Let us return to Mark Wilson's work, with a perfectly brewed cup of coffee in hand. The coffee was brewed, let us say, at an ideal extraction temperature of 195°F (91°C). Leaving aside for the moment the qualitative judgment tied to the claim that the 195°F temperature is an ‘ideal extraction temperature’ (a judgment we will come back to shortly when we return to the conditions for actual, real experience), and sticking simply for now with the statement that this coffee was brewed with water at a temperature of 195°F, we have already seen that for Wilson such claims disguise an array of complexities. To summarise our earlier discussion, to identify a given property – such as the property of bearing heat or temperature, a property which we then name or categorise in accordance with a particular predicate, such as ‘… is 195°F’ – presupposes a series of relationships that are only identifiable within certain ranges and limits. The understanding of temperature as the mean kinetic energy of a gas, for instance, is relevant only with respect to noble gases at equilibrium, but not for gases in dynamic, far from equilibrium states, or for most other substances; the point at which water boils is relevant to water at sea level, and to water that has not been supersaturated with oxygen or deoxygenated (again, see Chang's 2004, 17–23, discussion); and the mercury thermometer itself only registers accurate readings within a certain range of temperatures and conditions, which is again true for the other measuring devices as well. The provisional conclusion we reached was that given the limits and range of relevant applicability, coupled to a convergence of different measuring devices upon similar readings, we can then with a fair degree of confidence accept the accuracy of the descriptive claims about, or the application of predicates to, a given property.

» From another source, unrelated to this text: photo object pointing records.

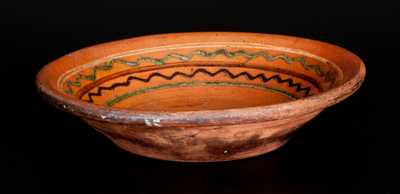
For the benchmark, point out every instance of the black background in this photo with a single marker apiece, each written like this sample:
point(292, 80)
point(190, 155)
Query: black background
point(348, 148)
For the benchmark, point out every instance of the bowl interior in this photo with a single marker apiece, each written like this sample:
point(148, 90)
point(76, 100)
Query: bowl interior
point(200, 77)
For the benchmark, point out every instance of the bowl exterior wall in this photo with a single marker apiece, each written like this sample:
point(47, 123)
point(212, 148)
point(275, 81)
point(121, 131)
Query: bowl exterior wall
point(202, 143)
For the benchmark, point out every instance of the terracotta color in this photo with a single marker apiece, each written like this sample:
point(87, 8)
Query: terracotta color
point(201, 97)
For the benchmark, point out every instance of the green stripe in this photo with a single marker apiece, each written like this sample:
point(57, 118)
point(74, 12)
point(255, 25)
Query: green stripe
point(106, 66)
point(126, 95)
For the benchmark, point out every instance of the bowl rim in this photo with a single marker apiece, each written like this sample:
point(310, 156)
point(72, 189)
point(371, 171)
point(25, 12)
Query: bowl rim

Where things become more complicated still, for Wilson, is when the accurate description of a phenomenon requires multiple descriptive frames, or facades as he calls them, each of which entails a range over which it provides accurate descriptions but beyond which it does not. The mistake Wilson cautions us against is to assume that the different descriptive frames or facades provide, in combination, a complete and unified account of the phenomena under study.
1. Russell on the Task of Analysis (and the Taste of Coffee)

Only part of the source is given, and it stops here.